L’Amérique, vue par l’écrivain Jean-Paul Dubois. Prix Goncourt.
On peut dire que vous avez la poisse. Oui, si un jour Jessica vient s’asseoir à côté de vous pour bavarder, c’est que la chance vous a vraiment laissé tomber.

Essayez pourtant de rester calme, poli, et gardez vos mains bien en évidence, à plat sur la table. Surtout, ne vous avisez jamais de les glisser sous son pull. Pintade dodue à la poitrine dotée, Jessica porte généralement un chandail un peu ample qui tombe sur ses hanches comme un mauvais angora. Défiez-vous de ce tricot et achetez plutôt « Guns Magazine » de janvier 94. Vous serez édifié en voyant la croupe garnie de notre amie posant pour une publicité de la compagnie Law. La légende dit ceci : « Grâce aux holsters LCS II et LCSB, Jessica dissimule aisément trois gros pistolets sous son gilet. Et elle seule le sait. Elle est équipée pour chasser l’ours ! Dans le dos elle porte un Smith & Wesson 44 magnum et un Glock. Sur le ventre, un Smith & Wesson 45 auto. »

L’Amérique est pleine de ce genre de surprises. Elle est bouffie de crosses, obèse de ces abdomens corsetés dans de la lingerie pour culasses. Ce pays est un gigantesque holster, un endroit où l’on n’est rien si, en se déshabillant, on ne dévoile pas son attirail pour « chasser l’ours ». Qu’ils habitent Manhattan ou Venice, tous ces porte-flingues vous diront que s’ils charrient une telle artillerie, c’est avant tout pour se protéger des autres, comme leur père l’a fait avant eux, en vertu du 2e amendement de la Constitution des Etats-Unis, qui donne à chacun « le droit de détenir et de porter des armes ». Autant dire celui de s’en servir.
Ce soir à la télévision, on a annoncé la mort d’un chauffeur de taxi. Un type sans histoires, à quelques mois de la retraite, qui venait de charger une gamine de 15 ans. Arrivée dans un coin perdu de banlieue, sans aucune raison, la gosse a sorti un revolver et vidé le chargeur dans la nuque du conducteur. Ensuite elle est rentrée chez elle à pied. La présentatrice d’« Action News 7 » dit : « N’oubliez pas que ce genre de choses peut arriver à tout le monde et partout. » Demain, ce sera la ruée chez les armuriers de la ville.

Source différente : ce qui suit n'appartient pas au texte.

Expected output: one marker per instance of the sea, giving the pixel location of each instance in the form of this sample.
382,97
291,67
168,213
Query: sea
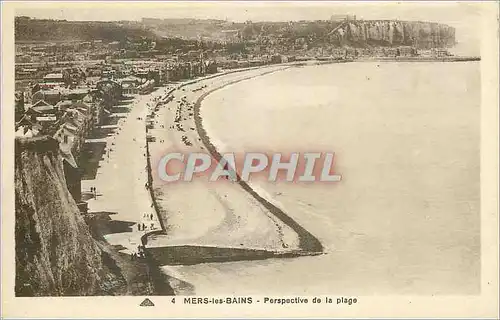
404,219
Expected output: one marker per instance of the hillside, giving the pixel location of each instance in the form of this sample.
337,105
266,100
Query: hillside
357,33
26,29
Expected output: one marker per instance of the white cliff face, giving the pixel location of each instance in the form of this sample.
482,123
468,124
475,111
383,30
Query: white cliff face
55,252
415,33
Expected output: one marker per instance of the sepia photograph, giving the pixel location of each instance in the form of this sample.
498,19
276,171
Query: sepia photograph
251,154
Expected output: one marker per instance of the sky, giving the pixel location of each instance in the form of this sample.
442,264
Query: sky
465,17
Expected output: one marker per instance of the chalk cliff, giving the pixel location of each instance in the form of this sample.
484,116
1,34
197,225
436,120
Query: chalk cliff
423,35
55,253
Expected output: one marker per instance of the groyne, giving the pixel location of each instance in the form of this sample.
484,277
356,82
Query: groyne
307,242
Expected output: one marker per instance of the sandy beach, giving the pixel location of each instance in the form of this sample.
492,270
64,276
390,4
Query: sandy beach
218,214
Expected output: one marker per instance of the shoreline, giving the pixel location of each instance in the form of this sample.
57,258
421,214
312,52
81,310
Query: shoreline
307,242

Les choses marchent ainsi. Un événement tragique que la télévision martèle, dramatise, et aussitôt la population court soigner son angoisse chez le marchand de brownings. C’est un cercle infernal. Dans les semaines qui suivent de grandes et spectaculaires tueries, comme celle du métro de New York en décembre dernier, les sociétés fabriquant des armes avouent multiplier leurs ventes par dix ou quinze, préparant ainsi d’autres massacres, encore plus meurtriers.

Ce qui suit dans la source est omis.